The most famous example is Sir Edward Coke, one of the most iconic figures in the history of common law. In around 1616, King James I wanted to have some sway in cases related to the crown. But Sir Edward, who was then the chief justice of the King’s Bench, refused. He was then fired.
But sometimes, English monarchs chose not to take any litigation risk at all. They would “consult” judges about the legality of what they wanted to do before cases even went to the court. Unwilling to be another Edward Coke, many judges would simply say yes to the monarch regardless.
How did judicial independence evolve in England? Was it a result of people’s “peaceful and rational expression of their demands”?
After the 1620s, the relationship between English monarchs and parliament became increasingly strained. Their differences in duties and nature were wide-ranging: the scope of the royal prerogative, freedom of religion and taxes, as well as judicial independence. Tensions finally reached a point where civil war broke out in the 1640s.

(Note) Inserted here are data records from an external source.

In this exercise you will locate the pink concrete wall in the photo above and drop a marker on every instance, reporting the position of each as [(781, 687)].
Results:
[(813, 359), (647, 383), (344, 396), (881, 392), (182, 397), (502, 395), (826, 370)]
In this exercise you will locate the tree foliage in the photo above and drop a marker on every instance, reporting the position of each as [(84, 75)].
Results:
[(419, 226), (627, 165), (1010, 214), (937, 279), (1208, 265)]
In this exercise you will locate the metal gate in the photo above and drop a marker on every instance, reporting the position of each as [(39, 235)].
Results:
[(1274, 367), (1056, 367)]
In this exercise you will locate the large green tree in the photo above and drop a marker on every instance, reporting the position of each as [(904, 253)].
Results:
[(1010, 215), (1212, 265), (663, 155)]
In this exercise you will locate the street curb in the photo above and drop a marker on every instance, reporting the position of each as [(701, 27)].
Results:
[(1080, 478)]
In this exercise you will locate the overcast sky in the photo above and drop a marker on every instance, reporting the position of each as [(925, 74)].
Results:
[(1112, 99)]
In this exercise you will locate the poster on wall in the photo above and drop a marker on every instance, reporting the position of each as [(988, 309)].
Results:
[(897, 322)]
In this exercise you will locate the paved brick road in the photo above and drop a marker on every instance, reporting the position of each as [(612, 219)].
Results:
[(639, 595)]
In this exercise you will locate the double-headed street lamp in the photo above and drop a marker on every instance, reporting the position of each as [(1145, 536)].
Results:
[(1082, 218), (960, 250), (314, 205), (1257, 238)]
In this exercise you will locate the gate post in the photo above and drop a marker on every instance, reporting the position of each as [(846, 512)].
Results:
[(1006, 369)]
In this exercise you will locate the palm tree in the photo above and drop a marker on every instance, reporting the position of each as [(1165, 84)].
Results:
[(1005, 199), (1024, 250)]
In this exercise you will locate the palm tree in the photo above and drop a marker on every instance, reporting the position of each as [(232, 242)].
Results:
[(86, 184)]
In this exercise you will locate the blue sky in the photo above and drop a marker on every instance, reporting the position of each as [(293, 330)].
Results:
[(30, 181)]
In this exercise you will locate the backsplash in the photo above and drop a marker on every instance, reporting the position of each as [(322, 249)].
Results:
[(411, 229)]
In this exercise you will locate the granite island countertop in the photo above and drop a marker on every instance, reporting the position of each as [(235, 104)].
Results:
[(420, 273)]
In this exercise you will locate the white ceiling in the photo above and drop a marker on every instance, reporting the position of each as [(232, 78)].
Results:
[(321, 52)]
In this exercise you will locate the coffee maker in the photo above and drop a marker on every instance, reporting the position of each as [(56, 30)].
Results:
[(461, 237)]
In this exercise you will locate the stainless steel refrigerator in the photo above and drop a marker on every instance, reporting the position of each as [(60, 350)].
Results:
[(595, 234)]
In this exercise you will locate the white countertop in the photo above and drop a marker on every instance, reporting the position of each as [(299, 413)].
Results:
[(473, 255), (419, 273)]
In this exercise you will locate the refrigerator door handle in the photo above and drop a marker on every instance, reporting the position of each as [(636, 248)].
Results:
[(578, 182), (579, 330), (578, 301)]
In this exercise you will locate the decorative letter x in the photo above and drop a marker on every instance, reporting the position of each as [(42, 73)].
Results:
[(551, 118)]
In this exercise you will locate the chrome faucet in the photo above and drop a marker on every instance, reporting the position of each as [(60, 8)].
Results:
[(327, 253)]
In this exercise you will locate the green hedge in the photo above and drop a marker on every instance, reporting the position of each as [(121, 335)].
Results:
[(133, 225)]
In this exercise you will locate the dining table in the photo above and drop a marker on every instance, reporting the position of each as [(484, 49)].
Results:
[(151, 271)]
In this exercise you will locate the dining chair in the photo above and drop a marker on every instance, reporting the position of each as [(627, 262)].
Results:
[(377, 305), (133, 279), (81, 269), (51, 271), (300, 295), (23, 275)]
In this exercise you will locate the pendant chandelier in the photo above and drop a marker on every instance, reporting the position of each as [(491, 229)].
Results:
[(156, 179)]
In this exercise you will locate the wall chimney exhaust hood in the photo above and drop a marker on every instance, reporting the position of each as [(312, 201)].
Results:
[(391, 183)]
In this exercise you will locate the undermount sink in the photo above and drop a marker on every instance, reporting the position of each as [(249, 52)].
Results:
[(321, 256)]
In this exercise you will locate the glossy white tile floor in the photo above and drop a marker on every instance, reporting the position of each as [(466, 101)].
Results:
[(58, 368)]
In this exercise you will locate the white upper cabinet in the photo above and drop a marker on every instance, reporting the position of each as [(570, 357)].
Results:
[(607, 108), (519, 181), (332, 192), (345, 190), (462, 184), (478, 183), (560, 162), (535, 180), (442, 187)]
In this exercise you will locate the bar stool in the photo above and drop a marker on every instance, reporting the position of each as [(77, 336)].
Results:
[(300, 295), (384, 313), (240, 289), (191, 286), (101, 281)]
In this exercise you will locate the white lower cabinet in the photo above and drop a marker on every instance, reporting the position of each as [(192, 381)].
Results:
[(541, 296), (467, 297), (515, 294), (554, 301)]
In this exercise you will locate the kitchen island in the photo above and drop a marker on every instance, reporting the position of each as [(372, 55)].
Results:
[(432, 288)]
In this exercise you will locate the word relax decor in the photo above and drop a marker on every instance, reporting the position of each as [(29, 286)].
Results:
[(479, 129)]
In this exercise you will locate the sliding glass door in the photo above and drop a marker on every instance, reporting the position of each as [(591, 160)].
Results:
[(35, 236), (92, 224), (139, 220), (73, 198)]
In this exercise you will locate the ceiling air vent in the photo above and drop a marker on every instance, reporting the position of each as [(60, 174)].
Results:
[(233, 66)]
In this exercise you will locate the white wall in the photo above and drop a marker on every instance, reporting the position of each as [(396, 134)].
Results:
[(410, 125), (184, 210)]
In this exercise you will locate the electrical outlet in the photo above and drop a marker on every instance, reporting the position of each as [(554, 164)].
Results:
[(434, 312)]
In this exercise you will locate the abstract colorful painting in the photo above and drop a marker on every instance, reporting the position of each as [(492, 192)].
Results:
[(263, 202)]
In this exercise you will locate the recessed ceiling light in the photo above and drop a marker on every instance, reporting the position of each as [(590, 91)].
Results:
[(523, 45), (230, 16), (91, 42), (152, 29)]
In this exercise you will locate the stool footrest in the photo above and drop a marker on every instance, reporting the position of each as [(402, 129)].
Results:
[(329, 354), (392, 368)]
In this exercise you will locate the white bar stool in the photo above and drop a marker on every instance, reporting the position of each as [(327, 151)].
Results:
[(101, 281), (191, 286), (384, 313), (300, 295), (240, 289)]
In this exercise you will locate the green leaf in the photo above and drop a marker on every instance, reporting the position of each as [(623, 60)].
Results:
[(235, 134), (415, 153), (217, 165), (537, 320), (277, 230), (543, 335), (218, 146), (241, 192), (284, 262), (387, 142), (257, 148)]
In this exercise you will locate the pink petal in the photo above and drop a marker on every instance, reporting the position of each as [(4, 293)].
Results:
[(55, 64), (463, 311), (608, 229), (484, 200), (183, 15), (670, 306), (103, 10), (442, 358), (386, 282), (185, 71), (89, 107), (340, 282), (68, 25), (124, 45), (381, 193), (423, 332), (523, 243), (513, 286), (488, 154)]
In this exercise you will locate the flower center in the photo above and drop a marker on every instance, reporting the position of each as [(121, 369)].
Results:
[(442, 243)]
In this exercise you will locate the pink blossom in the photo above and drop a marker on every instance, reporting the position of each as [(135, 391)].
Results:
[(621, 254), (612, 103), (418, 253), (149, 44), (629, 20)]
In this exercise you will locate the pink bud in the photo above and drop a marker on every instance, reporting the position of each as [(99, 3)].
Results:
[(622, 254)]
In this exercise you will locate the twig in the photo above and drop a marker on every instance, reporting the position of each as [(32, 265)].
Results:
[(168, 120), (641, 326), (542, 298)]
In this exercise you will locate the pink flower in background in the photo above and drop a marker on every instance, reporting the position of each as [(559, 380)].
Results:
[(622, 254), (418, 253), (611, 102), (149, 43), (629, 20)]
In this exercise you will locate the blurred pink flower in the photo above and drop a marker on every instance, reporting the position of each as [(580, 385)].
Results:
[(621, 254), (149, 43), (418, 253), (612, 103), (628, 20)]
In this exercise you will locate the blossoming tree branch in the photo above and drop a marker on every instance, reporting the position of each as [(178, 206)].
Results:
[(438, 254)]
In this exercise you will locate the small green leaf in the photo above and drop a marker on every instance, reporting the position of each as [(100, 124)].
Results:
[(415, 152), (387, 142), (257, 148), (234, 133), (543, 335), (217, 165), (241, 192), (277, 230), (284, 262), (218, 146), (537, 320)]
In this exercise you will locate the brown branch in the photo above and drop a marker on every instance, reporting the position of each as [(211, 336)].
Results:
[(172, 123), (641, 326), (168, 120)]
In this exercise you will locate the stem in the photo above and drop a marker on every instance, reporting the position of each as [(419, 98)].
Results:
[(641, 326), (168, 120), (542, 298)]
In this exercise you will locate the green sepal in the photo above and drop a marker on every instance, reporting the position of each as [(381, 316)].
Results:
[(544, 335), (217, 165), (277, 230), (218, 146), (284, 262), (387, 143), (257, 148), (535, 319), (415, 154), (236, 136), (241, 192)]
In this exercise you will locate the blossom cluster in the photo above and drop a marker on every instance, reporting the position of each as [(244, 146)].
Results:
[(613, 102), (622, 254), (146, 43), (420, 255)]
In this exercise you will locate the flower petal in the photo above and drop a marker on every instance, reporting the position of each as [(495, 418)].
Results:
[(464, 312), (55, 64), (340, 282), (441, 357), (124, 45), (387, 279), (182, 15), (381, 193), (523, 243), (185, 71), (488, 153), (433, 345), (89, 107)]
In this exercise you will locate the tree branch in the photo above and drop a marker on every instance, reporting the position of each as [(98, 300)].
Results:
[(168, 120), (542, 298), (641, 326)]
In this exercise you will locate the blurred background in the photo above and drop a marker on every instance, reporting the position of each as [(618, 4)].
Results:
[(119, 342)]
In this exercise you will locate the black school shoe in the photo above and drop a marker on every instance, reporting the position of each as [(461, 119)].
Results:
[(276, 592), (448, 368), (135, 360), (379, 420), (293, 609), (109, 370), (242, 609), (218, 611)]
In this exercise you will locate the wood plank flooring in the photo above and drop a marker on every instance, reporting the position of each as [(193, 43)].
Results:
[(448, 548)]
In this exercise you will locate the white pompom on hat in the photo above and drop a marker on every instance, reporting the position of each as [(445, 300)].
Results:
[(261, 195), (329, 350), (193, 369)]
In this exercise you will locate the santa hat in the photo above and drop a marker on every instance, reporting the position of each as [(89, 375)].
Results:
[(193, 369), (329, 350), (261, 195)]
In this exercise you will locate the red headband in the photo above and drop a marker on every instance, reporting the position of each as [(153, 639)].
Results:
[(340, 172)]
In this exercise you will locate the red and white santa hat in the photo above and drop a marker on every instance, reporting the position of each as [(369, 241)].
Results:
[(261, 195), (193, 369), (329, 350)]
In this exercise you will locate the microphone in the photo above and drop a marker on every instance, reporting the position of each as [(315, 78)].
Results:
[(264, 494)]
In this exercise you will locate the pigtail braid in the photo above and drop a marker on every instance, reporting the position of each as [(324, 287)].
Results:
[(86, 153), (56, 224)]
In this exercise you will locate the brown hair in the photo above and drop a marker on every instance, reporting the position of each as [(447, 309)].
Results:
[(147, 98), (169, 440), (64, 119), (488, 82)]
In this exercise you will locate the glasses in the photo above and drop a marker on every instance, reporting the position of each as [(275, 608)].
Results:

In 1642, during the course of the conflicts, King Charles I did orally promise not to fire judges at will. He also increased their salaries in 1645. But subsequent monarchs changed their minds. Eventually, in the wake of another series of armed conflicts in around 1688, which is now known as the Glorious Revolution, the Act of Settlement 1701 was finally passed into law.
The Act expressly stipulates: “[…] judges commissions be made quamdiu se bene gesserint [during good behaviour], and their salaries ascertained and established; but upon the address of both Houses of Parliament it may be lawful to remove them.”
And that laid the foundation for Western judicial independence. Section 2 of Article III of the United States Constitution 1789 and Article 89 of the Hong Kong Basic Law are all modelled on the above text.
Did parliamentarians fight for judicial independence within the bounds of the law of the time? Well, I am no legal expert of English laws in the 17th century, but judging from the fact that parliamentarians chopped off the head of King Charles I in 1649, it seems safe to conclude that they did not. Royalists at the time would be technically correct to call the parliamentarians “rioters.”
Don’t get me wrong. I am not suggesting that you can do whatever you want just because you think you have a noble cause. Absolutely not. But what is legally and morally wrong, my friends, can be two different things.
The motto of Georgetown Law, my mother school, reads: “Law is but a means, justice is the end.” Different people may have different visions of what “justice” is. Some may be more liberal and others more conservative. Either way, I respect their views.
But, please, do not jump to conclusions too fast or bind yourself by the letters of the law only. As history keeps telling us, the world we are living in seems a little bit more complicated than that.
David Tang is a barrister in Hong Kong.